Komitmen penguatan tersebut dilakukan melalui pertemuan yang dihadiri oleh Kepala KP2KP Sinjai Hendrawan dan Kepala Perwakilan BPJS Kesehatan Sinjai Achmad Saleh di Kantor Perwakilan BPJS Kesehatan Sinjai.
Hendrawan menjelaskan bahwa dominasi penerimaan pajak dalam struktur penerimaan negara tahun 2024 cukup signifikan dan sebagian besar akan dikembalikan kepada masyarakat dalam bentuk alokasi belanja, utamanya di sektor kesehatan. Di Kabupaten Sinjai, alokasi anggaran untuk layanan kesehatan menjadi salah satu prioritas pemerintah daerah—yang direalisasikan melalui program Layanan Kesehatan Gratis.
“Hingga saat ini, cakupan kepesertaan BPJS Kesehatan di Sinjai telah mencapai 97 persen, sehingga daerah ini telah memenuhi kriteria Universal Health Coverage (UHC),” ujar Hendrawan dalam keterangan tertulis, dikutip Pajak.com, (6/8/25).
Dengan dukungan anggaran daerah yang besar, dana penyaluran ke fasilitas kesehatan (faskes) mitra BPJS pun meningkat. Dana ini mencakup pembayaran kapitasi dan non-kapitasi, yang secara langsung berdampak pada pendapatan masing-masing faskes.
“Dengan besarnya anggaran yang disalurkan melalui BPJS, maka terdapat aspek perpajakan pasti melekat atas dana tersebut. Oleh karena itu, diperlukan sinergi antara kantor pajak dan BPJS Kesehatan untuk menjaga potensi penerimaan negara dari sektor layanan kesehatan,” terang Hendrawan.

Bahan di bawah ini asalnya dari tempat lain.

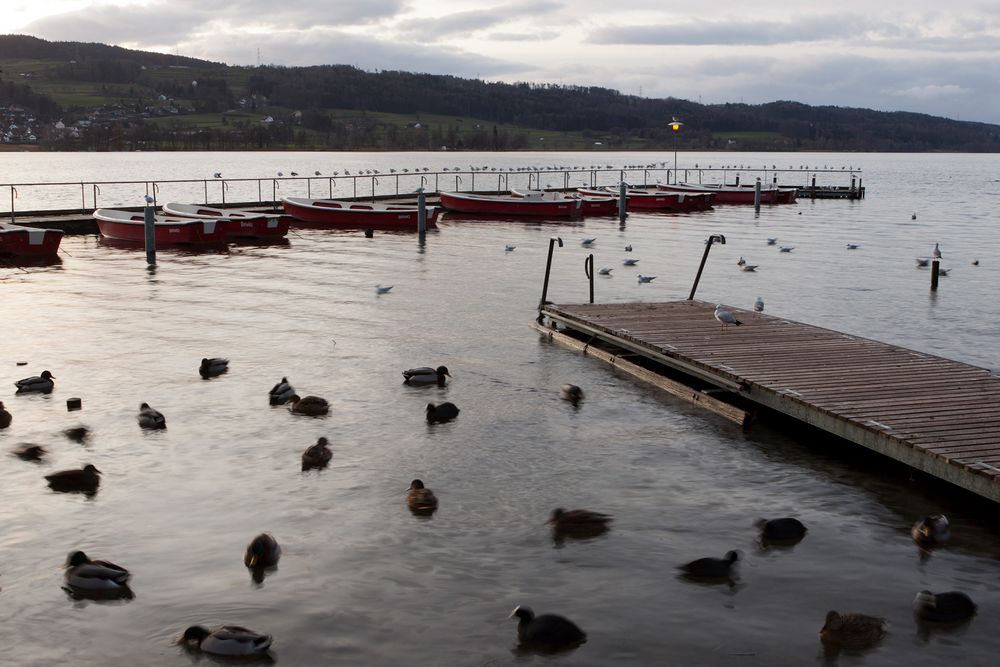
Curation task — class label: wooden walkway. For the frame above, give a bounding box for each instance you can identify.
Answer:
[541,301,1000,502]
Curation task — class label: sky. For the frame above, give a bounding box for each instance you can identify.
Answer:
[7,0,1000,124]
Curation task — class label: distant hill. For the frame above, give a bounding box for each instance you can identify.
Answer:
[0,35,1000,152]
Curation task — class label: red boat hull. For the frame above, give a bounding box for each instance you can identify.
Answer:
[281,199,440,232]
[439,192,583,218]
[0,223,63,258]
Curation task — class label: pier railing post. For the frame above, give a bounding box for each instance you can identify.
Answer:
[688,234,726,301]
[536,236,562,324]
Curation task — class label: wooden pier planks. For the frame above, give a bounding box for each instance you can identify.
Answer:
[542,301,1000,502]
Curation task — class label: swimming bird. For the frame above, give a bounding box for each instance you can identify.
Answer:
[714,303,743,329]
[45,463,101,495]
[403,366,451,387]
[913,591,976,623]
[288,394,330,417]
[139,403,167,430]
[559,383,583,405]
[14,371,56,394]
[198,357,229,380]
[678,551,740,579]
[243,533,281,569]
[182,625,272,656]
[426,402,460,424]
[302,438,333,470]
[406,479,437,514]
[754,517,807,542]
[268,377,295,405]
[507,606,587,651]
[910,514,951,547]
[66,551,131,592]
[819,611,886,648]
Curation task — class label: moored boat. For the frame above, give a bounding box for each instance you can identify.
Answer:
[163,203,288,239]
[93,208,236,245]
[281,197,440,232]
[0,222,63,259]
[440,192,583,218]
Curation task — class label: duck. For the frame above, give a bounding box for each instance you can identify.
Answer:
[755,516,808,542]
[302,438,333,470]
[139,403,167,430]
[913,591,976,623]
[910,514,951,547]
[819,611,886,648]
[198,357,229,380]
[181,625,273,656]
[243,533,281,569]
[14,371,56,394]
[406,479,437,514]
[66,551,132,591]
[288,394,330,417]
[507,605,587,651]
[426,402,460,424]
[268,377,295,405]
[45,463,101,495]
[678,551,740,579]
[403,366,451,387]
[559,383,583,405]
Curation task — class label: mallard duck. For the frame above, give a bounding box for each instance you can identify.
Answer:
[406,479,437,514]
[819,611,886,648]
[66,551,131,591]
[755,517,807,542]
[182,625,272,656]
[403,366,451,387]
[913,591,976,623]
[198,357,229,380]
[910,514,951,547]
[268,378,295,405]
[288,394,330,417]
[426,402,460,424]
[507,606,587,651]
[14,371,56,394]
[243,533,281,569]
[302,438,333,470]
[139,403,167,430]
[678,551,740,579]
[45,463,101,495]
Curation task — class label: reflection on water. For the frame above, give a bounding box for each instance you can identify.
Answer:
[0,156,1000,665]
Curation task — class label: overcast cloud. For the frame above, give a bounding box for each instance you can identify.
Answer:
[9,0,1000,123]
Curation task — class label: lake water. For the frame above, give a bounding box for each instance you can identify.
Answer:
[0,153,1000,666]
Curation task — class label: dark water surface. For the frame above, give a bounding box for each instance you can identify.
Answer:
[0,155,1000,666]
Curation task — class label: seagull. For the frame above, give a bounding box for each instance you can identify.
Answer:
[714,303,743,329]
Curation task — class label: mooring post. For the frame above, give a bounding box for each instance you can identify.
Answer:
[688,234,726,301]
[536,236,562,324]
[618,181,628,225]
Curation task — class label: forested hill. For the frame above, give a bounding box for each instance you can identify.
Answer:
[0,35,1000,152]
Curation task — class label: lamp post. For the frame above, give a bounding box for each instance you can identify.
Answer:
[670,116,684,184]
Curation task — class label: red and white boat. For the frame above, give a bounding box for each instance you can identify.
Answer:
[163,203,288,239]
[510,190,618,216]
[577,188,715,213]
[439,192,583,218]
[281,197,440,232]
[0,222,63,259]
[94,208,238,245]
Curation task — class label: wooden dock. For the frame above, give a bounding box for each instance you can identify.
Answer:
[537,301,1000,502]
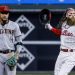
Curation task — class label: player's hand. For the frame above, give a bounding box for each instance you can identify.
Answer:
[45,23,53,30]
[15,51,19,60]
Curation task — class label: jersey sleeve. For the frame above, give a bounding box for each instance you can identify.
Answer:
[51,28,61,36]
[14,23,22,37]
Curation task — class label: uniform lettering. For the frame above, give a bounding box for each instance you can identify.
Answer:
[0,29,14,34]
[62,30,73,36]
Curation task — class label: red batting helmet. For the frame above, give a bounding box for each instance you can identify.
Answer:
[0,5,9,12]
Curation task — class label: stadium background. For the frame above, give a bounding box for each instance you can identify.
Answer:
[0,0,75,75]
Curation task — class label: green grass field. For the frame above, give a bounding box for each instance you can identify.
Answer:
[17,71,75,75]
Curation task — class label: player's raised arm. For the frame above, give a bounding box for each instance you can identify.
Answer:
[39,9,61,36]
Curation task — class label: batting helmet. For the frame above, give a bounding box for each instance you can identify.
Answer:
[0,6,9,12]
[39,9,51,24]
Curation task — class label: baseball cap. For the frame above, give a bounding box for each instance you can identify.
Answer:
[0,5,9,13]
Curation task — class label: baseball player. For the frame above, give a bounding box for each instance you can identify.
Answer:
[46,8,75,75]
[0,6,22,75]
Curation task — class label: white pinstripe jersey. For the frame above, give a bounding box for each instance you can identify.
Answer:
[0,20,21,50]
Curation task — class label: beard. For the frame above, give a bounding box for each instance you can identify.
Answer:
[67,17,75,26]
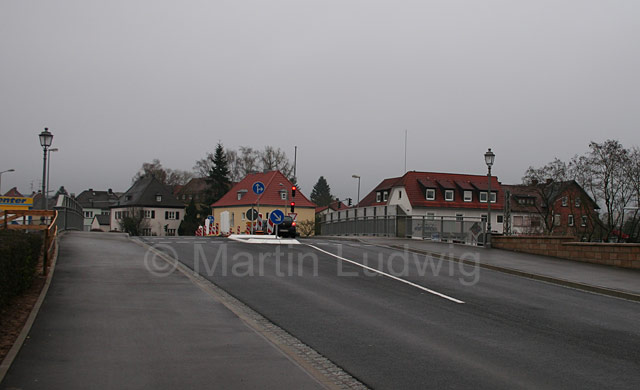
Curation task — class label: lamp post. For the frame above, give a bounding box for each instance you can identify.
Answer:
[0,168,16,195]
[47,148,58,204]
[484,148,496,248]
[351,175,360,206]
[39,127,53,210]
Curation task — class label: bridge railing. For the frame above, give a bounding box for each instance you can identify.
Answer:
[0,210,58,275]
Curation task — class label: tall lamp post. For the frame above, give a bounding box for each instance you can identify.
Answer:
[47,148,58,204]
[484,148,496,248]
[0,168,16,195]
[39,127,53,210]
[351,175,360,206]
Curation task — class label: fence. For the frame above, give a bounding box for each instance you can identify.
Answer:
[320,215,486,245]
[0,210,58,275]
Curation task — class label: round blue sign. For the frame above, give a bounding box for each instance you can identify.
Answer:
[252,181,264,195]
[269,210,284,225]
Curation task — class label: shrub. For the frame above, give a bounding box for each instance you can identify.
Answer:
[0,230,42,309]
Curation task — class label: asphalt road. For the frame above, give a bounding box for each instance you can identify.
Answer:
[147,238,640,389]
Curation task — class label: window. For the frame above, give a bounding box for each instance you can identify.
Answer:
[427,188,436,200]
[164,211,180,219]
[444,190,453,202]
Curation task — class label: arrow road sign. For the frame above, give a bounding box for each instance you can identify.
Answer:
[252,181,264,195]
[269,210,284,225]
[246,208,258,221]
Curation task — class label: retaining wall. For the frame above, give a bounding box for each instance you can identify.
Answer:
[491,236,640,269]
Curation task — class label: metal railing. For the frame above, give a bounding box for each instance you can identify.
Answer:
[0,210,58,275]
[320,215,486,245]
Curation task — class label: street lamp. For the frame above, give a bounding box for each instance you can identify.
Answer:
[351,175,360,207]
[39,127,53,210]
[47,148,58,201]
[484,148,497,248]
[0,168,16,195]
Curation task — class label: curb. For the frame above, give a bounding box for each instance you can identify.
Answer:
[129,237,367,390]
[384,241,640,302]
[0,232,65,383]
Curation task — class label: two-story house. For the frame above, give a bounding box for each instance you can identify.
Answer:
[76,188,118,232]
[111,175,185,236]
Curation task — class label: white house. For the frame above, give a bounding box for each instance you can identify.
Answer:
[111,175,185,236]
[76,188,118,231]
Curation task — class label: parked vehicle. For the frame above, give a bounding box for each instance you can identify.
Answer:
[278,216,297,238]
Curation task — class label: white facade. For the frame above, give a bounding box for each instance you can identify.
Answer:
[111,207,185,236]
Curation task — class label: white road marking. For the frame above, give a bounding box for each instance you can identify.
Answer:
[307,244,464,303]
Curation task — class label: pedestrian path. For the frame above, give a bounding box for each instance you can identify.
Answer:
[0,232,323,389]
[323,236,640,300]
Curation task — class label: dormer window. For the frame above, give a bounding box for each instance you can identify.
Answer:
[426,188,436,200]
[444,190,453,202]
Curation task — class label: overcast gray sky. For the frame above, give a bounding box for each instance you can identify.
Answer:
[0,0,640,198]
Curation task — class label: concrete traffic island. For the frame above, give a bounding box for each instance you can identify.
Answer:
[0,232,338,389]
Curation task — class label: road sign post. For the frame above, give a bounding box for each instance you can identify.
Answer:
[269,210,284,236]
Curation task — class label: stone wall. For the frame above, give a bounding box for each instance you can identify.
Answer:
[492,236,640,269]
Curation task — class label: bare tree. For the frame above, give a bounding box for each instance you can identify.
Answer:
[260,146,293,178]
[193,152,214,177]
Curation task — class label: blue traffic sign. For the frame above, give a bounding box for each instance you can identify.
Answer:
[252,181,264,195]
[269,210,284,225]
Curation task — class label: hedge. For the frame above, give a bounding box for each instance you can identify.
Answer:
[0,230,42,310]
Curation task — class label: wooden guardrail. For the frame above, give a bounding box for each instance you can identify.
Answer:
[0,210,58,275]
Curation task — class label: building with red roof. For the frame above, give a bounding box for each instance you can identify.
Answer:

Ia berharap sinergi antara KP2KP Sinjai dan BPJS Kesehatan Sinjai terus ditingkatkan, khususnya dukungan terkait penyediaan data. Secara simultan, pertemuan ini diyakini dapat memperkuat sinergi antarinstansi serta memperoleh data terkait penyaluran dana Jaminan Kesehatan Nasional (JKN) di Kabupaten Sinjai.
“Dengan dukungan data yang akurat, maka basis data Wajib Pajak dapat menjadi semakin andal dan mendukung optimalisasi penerimaan negara,” imbuh Hendrawan.
Saleh memastikan bahwa pihaknya rutin menyalurkan dana kapitasi setiap bulan kepada klinik pratama—berdasarkan jumlah peserta BPJS yang terdaftar di masing-masing klinik.
“Data klinik mitra BPJS akan dikoordinasikan lebih lanjut dengan kantor cabang BPJS Kesehatan yang menaungi wilayah Sinjai,” ungkap Saleh.
Sebagai informasi, pertukaran data antara Direktorat Jenderal Pajak (DJP) Kementerian Keuangan (Kemenkeu) dengan BPJS Kesehatan telah dituangkan dalam Instruksi Presiden (Inpres) Nomor 1 Tahun 2022 tentang Optimalisasi Pelaksanaan Program Jaminan Kesehatan Nasional. Melalui regulasi ini, pemerintah berharap ppertukaran data antara DJP dan BPJS Kesehatan dapat meningkatkan kepatuhan peserta jaminan sosial, optimalisasi pelaksanaan program JKN, serta peningkatan akses pelayanan kesehatan yang berkualitas.